Basculer tout dans cette vie revient à prendre un mot d'un énorme dictionnaire et à dire que ce mot est tout le dictionnaire. Ce n'est pas le cas. Comment puis-je l'expliquer autrement ? Avant, j'avais toujours aimé les couleurs sombres, l'atmosphère pesante et menaçante, en particulier en ce qui concerne les pages de blog que j'écrivais. Tout à coup, je ne voulais plus rien avoir à faire avec elles. J'avais eu tort sur tant de choses, beaucoup d'entre nous se trompent. Maintenant, je voulais des couleurs vives et légères, car c'est ce qu'est vraiment la vie. C'est bon d'être en vie, c'est un cadeau merveilleux. Pourquoi Dieu permet-il tant de souffrance dans le monde ? Sans essayer d'entrer dans tant de détails car je pourrais en parler pendant des heures, il ne le fait pas. On m'a dit que nous sommes ceux qui permettent tant de souffrances, l'humanité se le fait à elle-même. Qu'en est-il des tsunamis, qui ont tué tant de gens ? Nous devons tous mourir, mais nous accordons trop d'importance à cet événement. La mort n'est pas la tragédie que beaucoup d'entre nous la perçoivent, mais un éveil. Dans le grand schéma des choses, vous verrez quand cela vous arrivera, vous le verrez vraiment. C'est ce que Jésus a essayé de nous expliquer.
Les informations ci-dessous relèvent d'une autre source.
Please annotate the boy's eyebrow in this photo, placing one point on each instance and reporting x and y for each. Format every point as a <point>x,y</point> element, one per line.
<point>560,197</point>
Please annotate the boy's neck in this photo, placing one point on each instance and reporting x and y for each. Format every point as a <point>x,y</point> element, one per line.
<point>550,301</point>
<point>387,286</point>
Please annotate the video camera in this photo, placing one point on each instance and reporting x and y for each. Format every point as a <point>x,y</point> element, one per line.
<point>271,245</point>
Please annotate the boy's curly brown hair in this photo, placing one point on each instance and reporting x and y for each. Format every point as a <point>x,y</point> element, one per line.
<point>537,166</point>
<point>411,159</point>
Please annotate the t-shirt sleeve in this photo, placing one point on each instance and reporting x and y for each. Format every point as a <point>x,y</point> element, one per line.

La prochaine partie de l'existence est comme marcher d'une petite pièce sombre et exiguë dans une vaste wilderness pleine de couleurs et d'expériences, d'arbres et de champs, de ciels bleus. Je ne peux pas l'expliquer. Tout ce que je sais, c'est que je comprenais maintenant le dicton « En Lui, nous vivons, nous nous mouvons et avons notre être » et je me sentais très privilégié. C'était comme si toute ma vie, j'avais vécu dans une pièce sombre avec les rideaux tirés, mais pendant un bref instant, les rideaux se sont ouverts et les fenêtres ont été ouvertes pour que je voie le vrai monde - la lumière, les couleurs, la vie, Dieu, la vérité, la brise fraîche soufflant à travers moi.
Ma perception de la vie a changé pour le mieux.